Compaq was founded in 1982 by three former Texas Instrument engineers, Rod Canion, Bill Murto and Jim Harris. They had considered founding a Mexican restaurant (and then a hard disk drive company) but ultimately decided to develop a new line of personal computers that were portable, 100% IBM compatible, but with better features and performance than other IBM clones on the market. The new venture capital firm of Sevin Rosen approached Kleiner Perkins to co-invest in the fledgling company. John Doerr, who had recently joined Kleiner Perkins from Intel where he had been working on a portable computer, loved the idea and we agreed to invest in Compaq.

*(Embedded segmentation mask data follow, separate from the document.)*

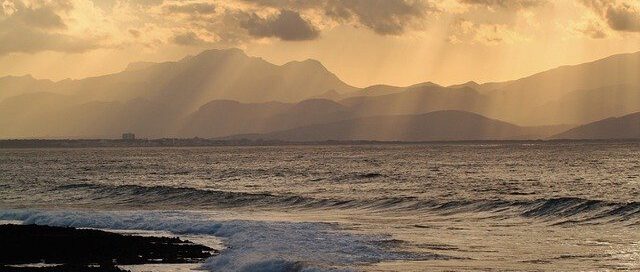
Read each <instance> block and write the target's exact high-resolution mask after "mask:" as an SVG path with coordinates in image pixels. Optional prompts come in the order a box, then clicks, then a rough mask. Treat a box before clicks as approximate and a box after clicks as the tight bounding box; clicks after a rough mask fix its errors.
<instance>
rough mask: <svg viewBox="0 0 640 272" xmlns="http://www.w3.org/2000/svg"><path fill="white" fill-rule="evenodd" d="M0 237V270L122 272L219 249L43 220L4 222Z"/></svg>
mask: <svg viewBox="0 0 640 272" xmlns="http://www.w3.org/2000/svg"><path fill="white" fill-rule="evenodd" d="M0 241H2V247H0V271H9V272H10V271H15V272H49V271H65V272H66V271H69V272H75V271H89V272H94V271H95V272H119V271H125V270H122V269H120V268H118V267H117V266H118V265H137V264H176V263H198V262H203V261H204V260H205V259H206V258H208V257H211V256H213V255H215V254H217V253H218V252H217V251H215V250H214V249H211V248H209V247H206V246H203V245H198V244H194V243H192V242H190V241H187V240H181V239H179V238H177V237H145V236H136V235H125V234H118V233H112V232H106V231H101V230H94V229H76V228H70V227H50V226H39V225H10V224H9V225H0ZM31 264H45V265H37V266H36V265H31Z"/></svg>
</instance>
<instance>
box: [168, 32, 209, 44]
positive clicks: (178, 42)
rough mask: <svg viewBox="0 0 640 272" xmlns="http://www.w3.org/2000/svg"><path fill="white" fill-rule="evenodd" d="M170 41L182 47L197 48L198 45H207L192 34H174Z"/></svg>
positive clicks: (190, 32)
mask: <svg viewBox="0 0 640 272" xmlns="http://www.w3.org/2000/svg"><path fill="white" fill-rule="evenodd" d="M170 40H171V42H173V43H175V44H178V45H184V46H199V45H204V44H207V41H205V40H203V39H202V38H200V37H199V36H198V35H197V34H196V33H194V32H185V33H179V34H174V35H173V37H171V39H170Z"/></svg>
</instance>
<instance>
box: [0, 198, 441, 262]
mask: <svg viewBox="0 0 640 272" xmlns="http://www.w3.org/2000/svg"><path fill="white" fill-rule="evenodd" d="M215 217H216V215H215V214H212V213H202V212H187V211H184V212H183V211H111V212H105V211H100V212H99V211H91V212H88V211H37V210H4V211H1V210H0V219H1V220H18V221H22V222H23V224H38V225H50V226H64V227H78V228H100V229H114V230H115V229H118V230H152V231H169V232H172V233H174V234H177V235H180V234H190V235H212V236H216V237H219V238H220V239H222V241H223V242H224V244H225V246H226V249H224V250H223V251H222V252H221V254H220V255H218V256H214V257H211V258H209V259H208V260H207V261H206V262H205V263H204V264H203V265H202V268H203V269H206V270H209V271H265V272H266V271H274V272H275V271H339V270H349V268H350V267H351V266H353V265H366V264H371V263H376V262H381V261H393V260H428V259H443V258H444V259H446V258H453V257H449V256H445V255H438V254H428V253H413V252H402V251H398V250H397V249H394V248H392V247H389V246H387V247H381V246H380V244H381V243H384V242H385V241H388V240H390V238H389V236H387V235H373V234H371V235H361V234H352V233H347V232H344V231H341V230H340V229H339V228H338V227H337V226H336V225H334V224H329V223H309V222H266V221H248V220H230V221H224V220H216V219H215Z"/></svg>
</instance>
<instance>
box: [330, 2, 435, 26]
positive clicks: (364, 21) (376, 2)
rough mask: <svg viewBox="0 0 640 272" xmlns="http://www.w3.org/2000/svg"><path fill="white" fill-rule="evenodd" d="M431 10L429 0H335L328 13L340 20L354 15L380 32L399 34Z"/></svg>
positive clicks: (425, 15) (357, 17) (422, 17)
mask: <svg viewBox="0 0 640 272" xmlns="http://www.w3.org/2000/svg"><path fill="white" fill-rule="evenodd" d="M429 10H431V7H430V5H428V3H427V2H426V1H405V0H344V1H340V0H332V1H329V2H328V5H327V6H326V14H327V15H329V16H330V17H332V18H336V19H338V20H346V19H350V18H354V19H355V20H356V21H357V22H358V23H360V24H362V25H363V26H366V27H368V28H370V29H371V30H373V31H374V32H376V33H378V34H381V35H400V34H402V33H404V32H405V30H406V28H407V26H408V25H409V24H411V23H412V22H414V21H415V20H419V19H424V18H425V17H426V15H427V11H429Z"/></svg>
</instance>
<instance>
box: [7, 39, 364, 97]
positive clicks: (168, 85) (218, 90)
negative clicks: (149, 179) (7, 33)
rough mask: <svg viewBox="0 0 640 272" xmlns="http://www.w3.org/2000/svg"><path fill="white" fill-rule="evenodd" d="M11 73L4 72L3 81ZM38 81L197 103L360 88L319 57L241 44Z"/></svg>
mask: <svg viewBox="0 0 640 272" xmlns="http://www.w3.org/2000/svg"><path fill="white" fill-rule="evenodd" d="M8 79H10V78H1V79H0V84H1V83H2V82H3V81H6V80H8ZM14 81H15V80H14ZM0 86H1V85H0ZM37 87H38V89H37V90H31V91H39V92H53V93H60V94H67V95H76V96H80V97H83V98H84V99H85V100H87V101H90V100H100V101H127V100H130V99H134V98H146V99H150V100H160V101H163V100H171V101H172V102H173V103H180V104H181V105H182V106H184V105H187V106H194V105H195V108H197V106H200V105H202V104H204V103H206V102H207V101H210V100H214V99H231V100H238V101H242V102H268V101H283V102H296V101H301V100H304V99H307V98H310V97H313V96H318V95H321V94H323V93H325V92H327V91H331V90H333V91H336V92H338V93H344V92H351V91H354V90H356V88H354V87H351V86H349V85H347V84H345V83H344V82H342V81H341V80H340V79H339V78H338V77H336V76H335V75H334V74H332V73H331V72H329V71H327V69H326V68H325V67H324V66H323V65H322V64H321V63H320V62H318V61H315V60H306V61H301V62H298V61H294V62H289V63H286V64H284V65H274V64H271V63H269V62H267V61H265V60H263V59H261V58H255V57H249V56H247V55H246V54H245V53H244V52H242V51H241V50H239V49H225V50H207V51H204V52H202V53H200V54H198V55H196V56H192V57H187V58H184V59H182V60H180V61H177V62H164V63H148V62H139V63H132V64H130V65H129V66H128V67H127V69H126V70H125V71H122V72H120V73H115V74H110V75H105V76H99V77H91V78H86V79H80V80H64V81H59V82H55V83H54V84H50V85H49V86H44V87H41V86H37ZM29 88H35V87H29ZM12 89H14V88H13V87H12Z"/></svg>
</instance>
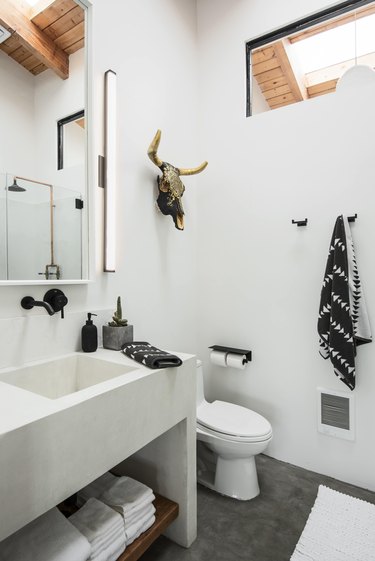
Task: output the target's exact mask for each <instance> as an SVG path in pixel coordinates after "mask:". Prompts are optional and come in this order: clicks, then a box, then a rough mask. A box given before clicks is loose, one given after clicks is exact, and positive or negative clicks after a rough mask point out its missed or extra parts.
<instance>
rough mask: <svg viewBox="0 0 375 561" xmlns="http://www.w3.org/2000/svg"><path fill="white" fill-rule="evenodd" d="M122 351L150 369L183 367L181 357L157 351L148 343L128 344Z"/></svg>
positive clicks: (141, 341)
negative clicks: (181, 365) (180, 357)
mask: <svg viewBox="0 0 375 561" xmlns="http://www.w3.org/2000/svg"><path fill="white" fill-rule="evenodd" d="M121 349H122V352H123V353H124V354H126V355H127V356H128V357H130V358H132V359H133V360H136V361H137V362H140V363H141V364H144V365H145V366H148V367H149V368H172V367H173V366H181V364H182V360H181V359H180V357H178V356H176V355H172V354H170V353H167V352H166V351H162V350H160V349H157V348H156V347H153V346H152V345H150V343H147V342H146V341H133V343H126V344H125V345H123V346H122V347H121Z"/></svg>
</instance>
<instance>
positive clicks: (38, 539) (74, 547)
mask: <svg viewBox="0 0 375 561" xmlns="http://www.w3.org/2000/svg"><path fill="white" fill-rule="evenodd" d="M90 552H91V547H90V544H89V542H88V540H87V539H86V538H85V537H84V536H82V534H80V532H79V531H78V530H77V529H76V528H75V527H74V526H73V525H72V524H71V523H70V522H69V520H67V519H66V518H65V516H64V515H63V514H61V512H60V511H59V510H58V509H57V508H53V509H52V510H49V511H48V512H46V513H45V514H43V515H42V516H39V518H37V519H36V520H33V522H30V524H28V525H27V526H25V527H24V528H22V529H21V530H18V532H16V533H15V534H12V535H11V536H9V538H6V539H5V540H3V541H2V542H1V543H0V559H1V560H2V561H66V560H67V559H69V561H86V560H87V559H89V557H90Z"/></svg>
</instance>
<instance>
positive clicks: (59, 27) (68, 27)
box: [43, 6, 85, 41]
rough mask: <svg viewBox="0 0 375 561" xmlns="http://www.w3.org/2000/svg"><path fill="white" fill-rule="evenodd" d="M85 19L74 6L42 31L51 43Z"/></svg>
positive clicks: (81, 13)
mask: <svg viewBox="0 0 375 561" xmlns="http://www.w3.org/2000/svg"><path fill="white" fill-rule="evenodd" d="M84 19H85V13H84V11H83V9H82V8H81V7H80V6H76V7H75V8H74V9H73V10H70V11H69V12H68V13H66V14H65V15H64V16H62V17H61V18H59V19H57V20H56V21H54V22H53V23H51V24H50V25H48V26H47V27H45V28H44V29H43V33H45V34H46V35H48V37H50V38H51V39H52V40H53V41H55V40H56V39H58V38H59V37H60V36H61V35H63V34H64V33H66V32H67V31H69V30H70V29H72V28H73V27H75V26H76V25H79V24H80V23H82V22H83V21H84Z"/></svg>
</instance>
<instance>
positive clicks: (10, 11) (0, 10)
mask: <svg viewBox="0 0 375 561" xmlns="http://www.w3.org/2000/svg"><path fill="white" fill-rule="evenodd" d="M30 2H32V0H30ZM34 4H35V2H34ZM85 13H86V10H85V8H84V6H83V5H82V4H81V3H80V2H79V1H78V0H77V1H75V0H54V1H48V0H43V1H42V2H37V3H36V4H35V5H34V6H31V5H30V6H28V5H27V4H26V3H20V2H18V1H16V0H4V1H3V2H1V6H0V75H1V80H2V84H3V85H5V86H6V87H4V86H3V87H2V88H1V91H0V122H1V123H2V127H1V129H2V134H1V135H0V221H1V227H0V282H1V281H13V280H14V281H27V280H31V281H35V280H38V281H40V280H42V281H51V280H53V281H58V282H59V281H64V282H67V281H69V280H72V281H76V280H81V279H87V277H88V267H87V248H88V239H87V227H86V225H87V218H86V212H87V189H86V179H87V177H86V176H87V174H86V168H87V165H86V153H87V149H86V145H87V116H86V111H85V109H86V108H85V101H86V86H87V83H86V82H87V80H86V68H85ZM20 22H22V25H20ZM31 29H32V31H33V33H32V34H31V33H30V30H31ZM72 116H80V117H81V118H75V119H71V117H72ZM62 123H63V125H61V124H62ZM62 130H63V132H64V134H63V136H61V132H62ZM62 139H63V142H62ZM61 157H63V165H60V164H61V160H60V158H61Z"/></svg>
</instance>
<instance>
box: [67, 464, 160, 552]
mask: <svg viewBox="0 0 375 561" xmlns="http://www.w3.org/2000/svg"><path fill="white" fill-rule="evenodd" d="M92 498H96V499H98V500H99V501H100V502H102V503H105V504H106V505H107V506H108V507H111V508H112V509H113V511H115V512H116V513H118V514H120V515H121V516H122V519H123V523H124V525H125V539H126V542H125V545H126V546H128V545H130V544H131V543H132V542H133V541H134V540H135V539H136V538H138V537H139V536H140V535H141V534H143V532H145V531H146V530H148V529H149V528H150V527H151V526H152V525H153V523H154V522H155V507H154V505H153V504H152V501H153V500H154V499H155V495H154V494H153V492H152V490H151V489H150V488H149V487H147V486H146V485H144V484H143V483H140V482H139V481H136V480H135V479H132V478H131V477H116V476H115V475H112V474H111V473H105V474H104V475H103V476H101V477H99V478H98V479H96V480H95V481H93V482H92V483H90V485H88V486H87V487H85V488H84V489H82V490H81V491H79V492H78V497H77V504H78V505H79V506H80V505H82V504H84V503H86V501H89V500H90V499H92ZM86 504H87V503H86ZM78 512H79V511H78ZM74 516H76V515H74ZM71 518H72V517H71ZM71 518H70V519H71Z"/></svg>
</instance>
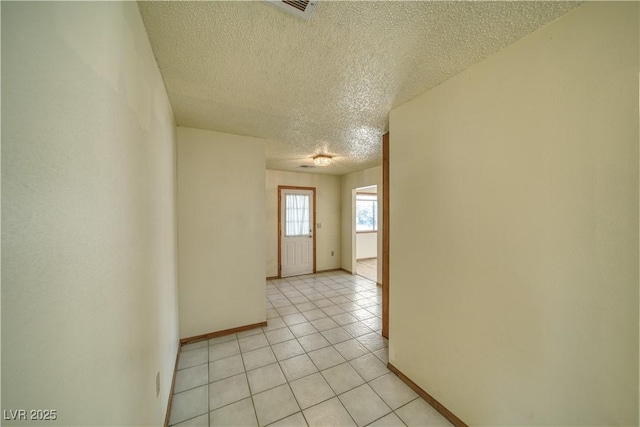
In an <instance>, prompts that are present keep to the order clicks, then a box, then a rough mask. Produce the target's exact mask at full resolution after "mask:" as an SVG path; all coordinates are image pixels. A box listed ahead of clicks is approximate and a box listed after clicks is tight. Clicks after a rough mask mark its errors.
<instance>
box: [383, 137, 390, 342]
mask: <svg viewBox="0 0 640 427" xmlns="http://www.w3.org/2000/svg"><path fill="white" fill-rule="evenodd" d="M382 336H383V337H385V338H387V339H389V132H387V133H385V134H384V135H383V136H382Z"/></svg>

An important early step for Kleiner Perkins was to help the company recruit former IBMer Sparky Sparks as head of Sales and Marketing. Sparky had made many dealers across America wealthy by awarding them IBM franchises and knew how to work with the channel. He and Canion decided to sell only through dealers versus building a direct sales program and gave dealers control over pricing to foster loyalty. They also made the call not to bundle software with the Compaq PC dismissing the tactic as a marketing gimmick. The dealer strategy worked and in its first full year of operations Compaq sold 53,000 PCs generating $111 million in sales, a record at the time in the technology sector. The company went public in 1983 and raised $67 million. In 1987, Compaq hit the $1 billion revenue mark, doing so faster than any other company in history.
Kleiner Perkins continued to play a role at Compaq for many years post IPO. Tom Perkins, a board director at Compaq, was instrumental in helping the company buy Tandem Computers in 1997 to enter the higher end business computing market. (Kleiner had invested in Tandem in 1975.) Tom also played a role in arranging for HP to acquire Compaq in 2002, when the company had failed to recover from the dot-com bust following a long struggle against lower-cost competitors. Today HP is one of the most recognizable brands in Personal Systems.